Стих тридцать восьмой
«Постави рабу Твоему слово Твое в страх Твой».
«Слово значит здесь то же, что закон и заповеди. Поставить их в страх — значит оградить силу их обязательства в совести страхом Божиим, сделать то есть так, чтобы человек, как только сознает, что на то и то есть прямая воля Божия, выраженная в слове Его, тотчас со страхом устремлялся к исполнению того, несмотря ни на какие жертвы. Пророк просит, чтобы Бог послал силу, движущую и воодушевляющую на исполнение заповедей, исполнив сердце страхом Своим. Как в жизни общественной указы царские ограждаются страхом, так что получающие их оставляют все другие дела и спешат привести поскорее их в исполнение; так и в жизни нравственно-религиозной страх Божий подвигает и нудит со всею энергиею исполнять волю Божию, коль скоро она в чем-либо сознана. Святой Афанасий в этом отношении называет страх Божий пестуном заповедей Божиих; а блаженный Феодорит перефразирует содержание сего стиха так: «Сделай меня твердым в словесах Твоих, неизменно охраняя страхом Твоим; да будет то есть на мне страх Твой, держащий меня в боязни и не попускающий мне уклоняться от словес Твоих».

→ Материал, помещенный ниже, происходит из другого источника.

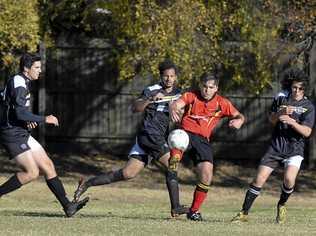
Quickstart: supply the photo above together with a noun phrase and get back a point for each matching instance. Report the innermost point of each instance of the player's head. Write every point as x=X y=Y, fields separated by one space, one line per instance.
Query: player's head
x=30 y=65
x=289 y=74
x=208 y=85
x=168 y=73
x=299 y=86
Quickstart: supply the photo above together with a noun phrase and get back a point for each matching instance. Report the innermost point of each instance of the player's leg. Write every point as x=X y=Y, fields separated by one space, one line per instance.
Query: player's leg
x=205 y=174
x=129 y=171
x=173 y=187
x=202 y=155
x=253 y=192
x=19 y=151
x=292 y=167
x=29 y=172
x=46 y=166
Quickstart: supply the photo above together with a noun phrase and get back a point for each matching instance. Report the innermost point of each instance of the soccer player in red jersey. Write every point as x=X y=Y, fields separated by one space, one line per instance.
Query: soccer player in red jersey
x=203 y=110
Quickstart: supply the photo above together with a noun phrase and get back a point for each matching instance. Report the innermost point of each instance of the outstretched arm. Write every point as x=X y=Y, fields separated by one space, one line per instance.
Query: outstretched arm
x=176 y=110
x=141 y=103
x=237 y=121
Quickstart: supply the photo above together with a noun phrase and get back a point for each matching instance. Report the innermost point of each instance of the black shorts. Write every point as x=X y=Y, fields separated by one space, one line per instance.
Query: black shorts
x=273 y=160
x=199 y=149
x=148 y=147
x=15 y=140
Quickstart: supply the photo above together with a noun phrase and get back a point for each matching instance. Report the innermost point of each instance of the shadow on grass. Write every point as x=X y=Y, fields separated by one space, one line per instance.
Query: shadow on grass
x=32 y=214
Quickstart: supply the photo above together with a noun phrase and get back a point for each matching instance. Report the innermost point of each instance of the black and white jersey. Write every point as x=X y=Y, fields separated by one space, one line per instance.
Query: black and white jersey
x=287 y=142
x=156 y=115
x=17 y=94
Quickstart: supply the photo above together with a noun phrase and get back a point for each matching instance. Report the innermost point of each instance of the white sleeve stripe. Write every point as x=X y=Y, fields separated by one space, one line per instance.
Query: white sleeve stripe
x=18 y=81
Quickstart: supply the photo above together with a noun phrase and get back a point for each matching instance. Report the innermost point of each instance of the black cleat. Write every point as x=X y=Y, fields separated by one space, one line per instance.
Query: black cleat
x=195 y=216
x=75 y=206
x=82 y=187
x=180 y=210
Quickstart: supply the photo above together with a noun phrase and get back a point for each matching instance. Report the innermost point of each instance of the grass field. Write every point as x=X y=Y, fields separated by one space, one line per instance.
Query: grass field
x=123 y=209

Этот стих, по Беллярмину, отвечает третьему в этом восьмистишии — 35-му. «Там пророк просил благодати исполнения закона, а здесь просит отвратить непостоянство и дать благодать неизменного и непоколебимого пребывания в законе. Он как бы так говорит: сделай, чтобы силою страха Твоего укоренился во мне закон Твой, и я пребывал в нем неуклонно».

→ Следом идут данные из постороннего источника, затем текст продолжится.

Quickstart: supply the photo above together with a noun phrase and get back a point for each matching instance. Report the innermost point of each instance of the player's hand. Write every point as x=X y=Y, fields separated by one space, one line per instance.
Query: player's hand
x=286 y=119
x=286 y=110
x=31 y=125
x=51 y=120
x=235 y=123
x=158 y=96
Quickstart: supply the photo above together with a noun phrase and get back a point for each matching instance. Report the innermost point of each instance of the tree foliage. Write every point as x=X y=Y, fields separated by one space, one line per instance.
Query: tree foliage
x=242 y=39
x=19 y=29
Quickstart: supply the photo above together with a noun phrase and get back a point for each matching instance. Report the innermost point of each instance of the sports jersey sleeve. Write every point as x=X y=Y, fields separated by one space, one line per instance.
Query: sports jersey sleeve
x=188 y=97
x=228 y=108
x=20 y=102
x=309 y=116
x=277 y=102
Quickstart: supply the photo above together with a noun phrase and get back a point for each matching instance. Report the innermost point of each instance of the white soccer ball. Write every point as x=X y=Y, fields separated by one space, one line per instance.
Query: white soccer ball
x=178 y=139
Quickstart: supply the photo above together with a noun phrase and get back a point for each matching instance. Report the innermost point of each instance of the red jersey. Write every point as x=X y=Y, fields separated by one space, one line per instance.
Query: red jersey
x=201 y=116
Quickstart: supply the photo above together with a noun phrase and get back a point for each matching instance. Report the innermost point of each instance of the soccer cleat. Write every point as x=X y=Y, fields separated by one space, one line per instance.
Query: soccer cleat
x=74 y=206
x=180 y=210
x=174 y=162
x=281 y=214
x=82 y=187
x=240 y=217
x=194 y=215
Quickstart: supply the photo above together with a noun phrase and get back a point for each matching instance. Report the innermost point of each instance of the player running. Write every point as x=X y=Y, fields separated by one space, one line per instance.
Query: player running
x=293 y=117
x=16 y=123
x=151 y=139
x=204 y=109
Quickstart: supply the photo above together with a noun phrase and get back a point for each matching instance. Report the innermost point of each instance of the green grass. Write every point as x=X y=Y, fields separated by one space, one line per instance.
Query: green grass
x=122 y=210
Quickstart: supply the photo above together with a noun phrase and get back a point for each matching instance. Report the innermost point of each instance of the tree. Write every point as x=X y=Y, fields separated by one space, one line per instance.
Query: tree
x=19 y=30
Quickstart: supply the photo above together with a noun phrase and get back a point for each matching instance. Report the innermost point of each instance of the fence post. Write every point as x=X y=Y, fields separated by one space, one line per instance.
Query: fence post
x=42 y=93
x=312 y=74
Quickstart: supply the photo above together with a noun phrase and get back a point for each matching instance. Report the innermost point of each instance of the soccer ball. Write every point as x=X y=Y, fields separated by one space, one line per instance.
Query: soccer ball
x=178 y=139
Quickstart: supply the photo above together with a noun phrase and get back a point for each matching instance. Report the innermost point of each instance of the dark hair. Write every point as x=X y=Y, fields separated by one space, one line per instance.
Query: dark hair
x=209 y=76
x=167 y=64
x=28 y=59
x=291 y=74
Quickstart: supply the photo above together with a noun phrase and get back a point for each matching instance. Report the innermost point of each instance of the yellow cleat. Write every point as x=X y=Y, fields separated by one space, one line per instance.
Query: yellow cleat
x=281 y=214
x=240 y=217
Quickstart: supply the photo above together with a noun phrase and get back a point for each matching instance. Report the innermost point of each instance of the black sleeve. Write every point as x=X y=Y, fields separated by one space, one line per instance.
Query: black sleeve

Так, страх Божий есть возбудитель и охранитель ревности об исполнении заповедей Божиих и верной им жизни. Из этого никто не исключается. Если и в великом пророке имел он такое значение, тем более должно быть оно в каждом из нас. Отличительною чертою и верным признаком того, стоит ли кто на правом пути, есть богобоязненность. Если имеешь ее, то ты в добром состоянии, а если не имеешь, то в худом, хоть бы в твоем поведении и не видно было худых дел.
Надобно, однако ж, различать страх и страх. «Страх бывает двоякого рода, пишет блаженный Анфим: один рабский, какой имеет раб, не любящий господина своего и не дорожащий волею его, но не преступающий ее из боязни наказания за то,— это страх несовершенных; другой — страх друга, боящегося потерять любовь любящего его,— это страх совершенных. Этого-то второго страха и просит себе пророк, чтоб он утверждал слово Божие в сердце его и держал его непреклонным пред соблазнами и смущениями мира сего».

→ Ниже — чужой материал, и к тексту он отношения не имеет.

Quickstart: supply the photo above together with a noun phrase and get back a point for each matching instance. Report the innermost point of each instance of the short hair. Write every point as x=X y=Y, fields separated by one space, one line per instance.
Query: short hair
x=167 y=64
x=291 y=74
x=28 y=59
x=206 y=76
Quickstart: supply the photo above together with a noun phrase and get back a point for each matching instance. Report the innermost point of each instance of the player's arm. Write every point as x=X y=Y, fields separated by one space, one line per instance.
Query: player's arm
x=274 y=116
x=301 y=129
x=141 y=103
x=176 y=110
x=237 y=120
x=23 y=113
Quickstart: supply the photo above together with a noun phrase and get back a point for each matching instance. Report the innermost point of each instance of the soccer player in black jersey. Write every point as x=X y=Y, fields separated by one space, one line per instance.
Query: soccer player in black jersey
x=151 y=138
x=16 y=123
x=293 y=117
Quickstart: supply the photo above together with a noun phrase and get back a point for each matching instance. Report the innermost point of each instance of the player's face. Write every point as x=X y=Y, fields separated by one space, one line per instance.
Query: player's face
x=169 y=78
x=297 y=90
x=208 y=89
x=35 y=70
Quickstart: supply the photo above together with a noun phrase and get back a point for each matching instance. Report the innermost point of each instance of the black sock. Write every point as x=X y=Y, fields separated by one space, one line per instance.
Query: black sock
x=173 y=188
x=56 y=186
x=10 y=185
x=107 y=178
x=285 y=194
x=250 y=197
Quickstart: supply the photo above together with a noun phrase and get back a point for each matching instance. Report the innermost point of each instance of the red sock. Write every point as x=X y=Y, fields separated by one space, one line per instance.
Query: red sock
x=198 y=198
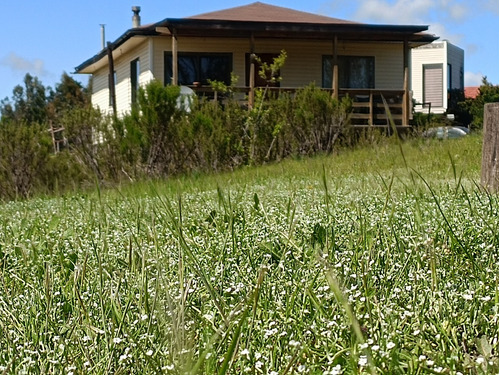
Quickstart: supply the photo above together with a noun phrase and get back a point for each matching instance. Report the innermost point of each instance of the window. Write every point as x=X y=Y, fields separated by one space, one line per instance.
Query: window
x=200 y=67
x=135 y=71
x=111 y=83
x=433 y=84
x=355 y=72
x=450 y=85
x=267 y=58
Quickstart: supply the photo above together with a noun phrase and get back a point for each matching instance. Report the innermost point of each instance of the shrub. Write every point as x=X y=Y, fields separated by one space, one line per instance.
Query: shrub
x=24 y=151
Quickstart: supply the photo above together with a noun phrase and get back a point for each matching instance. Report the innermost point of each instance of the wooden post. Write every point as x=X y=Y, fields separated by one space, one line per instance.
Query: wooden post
x=251 y=78
x=112 y=90
x=335 y=72
x=406 y=95
x=370 y=120
x=175 y=68
x=489 y=167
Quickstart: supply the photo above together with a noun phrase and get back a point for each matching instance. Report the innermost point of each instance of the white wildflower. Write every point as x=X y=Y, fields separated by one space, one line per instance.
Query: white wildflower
x=363 y=360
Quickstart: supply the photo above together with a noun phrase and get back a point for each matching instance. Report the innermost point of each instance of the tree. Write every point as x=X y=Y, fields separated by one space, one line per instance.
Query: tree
x=28 y=103
x=488 y=93
x=69 y=94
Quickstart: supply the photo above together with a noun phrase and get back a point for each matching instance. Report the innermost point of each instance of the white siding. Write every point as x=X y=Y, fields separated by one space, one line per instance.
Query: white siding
x=100 y=90
x=303 y=64
x=441 y=52
x=304 y=61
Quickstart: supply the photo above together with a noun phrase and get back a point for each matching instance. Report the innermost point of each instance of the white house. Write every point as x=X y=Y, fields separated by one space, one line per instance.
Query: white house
x=436 y=69
x=365 y=61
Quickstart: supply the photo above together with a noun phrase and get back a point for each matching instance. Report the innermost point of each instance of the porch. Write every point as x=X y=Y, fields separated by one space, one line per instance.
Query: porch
x=368 y=104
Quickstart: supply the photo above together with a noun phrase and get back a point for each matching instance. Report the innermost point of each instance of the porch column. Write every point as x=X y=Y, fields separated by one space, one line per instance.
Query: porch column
x=251 y=78
x=175 y=70
x=111 y=78
x=335 y=72
x=406 y=94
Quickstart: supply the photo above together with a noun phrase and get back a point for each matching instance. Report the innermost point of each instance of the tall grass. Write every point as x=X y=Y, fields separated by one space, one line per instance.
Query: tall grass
x=350 y=263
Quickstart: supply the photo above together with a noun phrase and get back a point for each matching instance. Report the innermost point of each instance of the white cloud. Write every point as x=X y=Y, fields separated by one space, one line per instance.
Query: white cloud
x=19 y=64
x=400 y=11
x=473 y=78
x=411 y=11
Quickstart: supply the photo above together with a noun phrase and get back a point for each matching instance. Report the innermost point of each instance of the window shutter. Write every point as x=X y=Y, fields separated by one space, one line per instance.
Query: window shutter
x=433 y=84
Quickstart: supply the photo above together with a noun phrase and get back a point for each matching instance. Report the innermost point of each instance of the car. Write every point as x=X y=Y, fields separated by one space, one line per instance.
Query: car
x=446 y=132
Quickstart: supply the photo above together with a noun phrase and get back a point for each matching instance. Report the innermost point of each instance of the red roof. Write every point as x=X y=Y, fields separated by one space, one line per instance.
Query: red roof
x=471 y=92
x=260 y=12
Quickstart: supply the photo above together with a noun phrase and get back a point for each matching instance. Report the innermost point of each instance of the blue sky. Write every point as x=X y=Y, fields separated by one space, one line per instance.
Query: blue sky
x=47 y=38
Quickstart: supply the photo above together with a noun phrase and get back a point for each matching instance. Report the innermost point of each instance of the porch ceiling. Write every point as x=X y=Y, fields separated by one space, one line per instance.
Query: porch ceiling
x=344 y=31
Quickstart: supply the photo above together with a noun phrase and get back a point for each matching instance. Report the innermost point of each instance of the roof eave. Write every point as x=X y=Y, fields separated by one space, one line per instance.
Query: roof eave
x=86 y=66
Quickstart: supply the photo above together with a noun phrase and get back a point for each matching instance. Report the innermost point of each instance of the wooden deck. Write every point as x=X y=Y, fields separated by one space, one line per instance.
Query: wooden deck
x=368 y=104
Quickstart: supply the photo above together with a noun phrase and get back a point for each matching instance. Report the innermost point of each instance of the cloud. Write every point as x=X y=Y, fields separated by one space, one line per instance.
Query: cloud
x=473 y=78
x=19 y=64
x=411 y=11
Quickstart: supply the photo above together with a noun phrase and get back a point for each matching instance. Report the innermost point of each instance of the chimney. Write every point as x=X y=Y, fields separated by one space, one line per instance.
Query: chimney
x=103 y=38
x=136 y=19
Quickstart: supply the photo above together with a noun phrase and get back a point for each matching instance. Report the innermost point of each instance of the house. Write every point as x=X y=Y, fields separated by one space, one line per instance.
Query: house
x=436 y=69
x=364 y=61
x=471 y=92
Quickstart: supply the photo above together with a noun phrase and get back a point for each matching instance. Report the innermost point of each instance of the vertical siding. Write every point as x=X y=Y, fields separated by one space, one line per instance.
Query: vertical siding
x=434 y=53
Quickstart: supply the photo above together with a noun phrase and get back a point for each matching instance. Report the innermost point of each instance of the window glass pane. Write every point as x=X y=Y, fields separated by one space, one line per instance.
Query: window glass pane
x=327 y=72
x=215 y=68
x=199 y=67
x=188 y=72
x=354 y=72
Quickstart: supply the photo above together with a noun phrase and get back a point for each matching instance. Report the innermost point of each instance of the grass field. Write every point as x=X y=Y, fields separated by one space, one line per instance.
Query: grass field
x=379 y=260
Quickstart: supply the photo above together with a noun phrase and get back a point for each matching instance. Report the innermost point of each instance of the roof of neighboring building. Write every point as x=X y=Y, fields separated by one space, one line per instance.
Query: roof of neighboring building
x=261 y=20
x=261 y=12
x=471 y=92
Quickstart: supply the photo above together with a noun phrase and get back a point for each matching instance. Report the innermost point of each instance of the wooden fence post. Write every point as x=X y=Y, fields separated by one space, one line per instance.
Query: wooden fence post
x=489 y=167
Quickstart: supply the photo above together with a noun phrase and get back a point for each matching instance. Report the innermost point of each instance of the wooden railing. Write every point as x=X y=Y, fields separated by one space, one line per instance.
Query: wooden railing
x=369 y=108
x=368 y=104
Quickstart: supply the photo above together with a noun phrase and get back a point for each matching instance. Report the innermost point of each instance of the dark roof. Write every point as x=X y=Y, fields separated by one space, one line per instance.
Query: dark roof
x=260 y=12
x=269 y=21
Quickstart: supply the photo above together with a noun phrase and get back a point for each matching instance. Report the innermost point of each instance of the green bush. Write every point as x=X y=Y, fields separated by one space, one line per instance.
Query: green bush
x=24 y=152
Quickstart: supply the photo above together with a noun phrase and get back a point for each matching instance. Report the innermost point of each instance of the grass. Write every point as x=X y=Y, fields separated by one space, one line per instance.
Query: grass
x=353 y=263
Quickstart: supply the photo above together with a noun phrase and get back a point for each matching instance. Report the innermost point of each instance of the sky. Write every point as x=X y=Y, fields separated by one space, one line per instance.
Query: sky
x=47 y=38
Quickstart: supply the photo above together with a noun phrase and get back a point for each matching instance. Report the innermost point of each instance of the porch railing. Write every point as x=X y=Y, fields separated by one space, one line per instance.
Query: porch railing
x=368 y=105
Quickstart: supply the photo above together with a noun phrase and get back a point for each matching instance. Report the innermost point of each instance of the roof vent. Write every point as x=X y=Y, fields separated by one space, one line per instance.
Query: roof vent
x=136 y=19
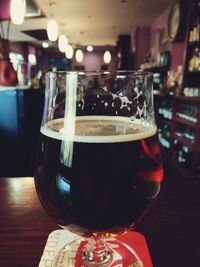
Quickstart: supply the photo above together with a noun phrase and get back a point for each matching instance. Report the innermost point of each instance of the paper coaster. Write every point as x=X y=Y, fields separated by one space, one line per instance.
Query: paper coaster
x=130 y=250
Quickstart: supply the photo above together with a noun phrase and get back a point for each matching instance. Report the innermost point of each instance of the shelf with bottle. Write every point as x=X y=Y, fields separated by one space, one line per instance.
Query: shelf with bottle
x=185 y=135
x=179 y=135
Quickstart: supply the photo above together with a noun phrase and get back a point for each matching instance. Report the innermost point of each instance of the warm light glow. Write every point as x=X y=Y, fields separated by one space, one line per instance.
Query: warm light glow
x=89 y=48
x=45 y=45
x=17 y=11
x=52 y=30
x=62 y=43
x=69 y=52
x=32 y=59
x=79 y=55
x=107 y=57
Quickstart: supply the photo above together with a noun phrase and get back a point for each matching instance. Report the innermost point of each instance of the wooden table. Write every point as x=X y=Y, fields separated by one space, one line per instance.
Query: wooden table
x=172 y=228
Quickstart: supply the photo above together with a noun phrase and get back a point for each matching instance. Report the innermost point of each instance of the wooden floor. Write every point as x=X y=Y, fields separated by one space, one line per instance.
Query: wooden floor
x=172 y=227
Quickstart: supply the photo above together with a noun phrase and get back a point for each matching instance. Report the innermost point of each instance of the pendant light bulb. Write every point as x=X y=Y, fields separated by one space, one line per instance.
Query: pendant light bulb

Об этом же пишет и блаженный Августин: «Не стоит слово Божие в том, кто сдвигает его в себе (с основ, или с места, ему должного), делая противное ему; но стоит оно в том, кто пребывает в нем неподвижно. Бог установляет слово Свое в тех, кому даст дух страха Своего,— «не дух работы паки в боязнь» (Рим.8,15), который изгоняется вон совершенною любовию, но дух того страха, о коем говорит, — страха чистого, пребывающего вовеки,— страха, по которому боятся оскорбить любимого».
Это различение страхов на словах все знают, но на деле нередко смешивают их и принимают один за другой. Не хотелось бы, конечно, сознаться, что, если не всегда, то по временам, нами руководит страх рабский. Но лучше сознать это, чем прикрывать, за тем, чтобы подумать и об изменении такого страха. Совершенным вдруг никто не становится. И страх сначала бывает рабский, потом наемнический, а наконец приходит и сыновний. И первый хорош в свое время; но не хорошо останавливаться на нем, а надо подвигаться все выше и выше, пока не достигнем сыновних чувств, степени коих не имеют конца.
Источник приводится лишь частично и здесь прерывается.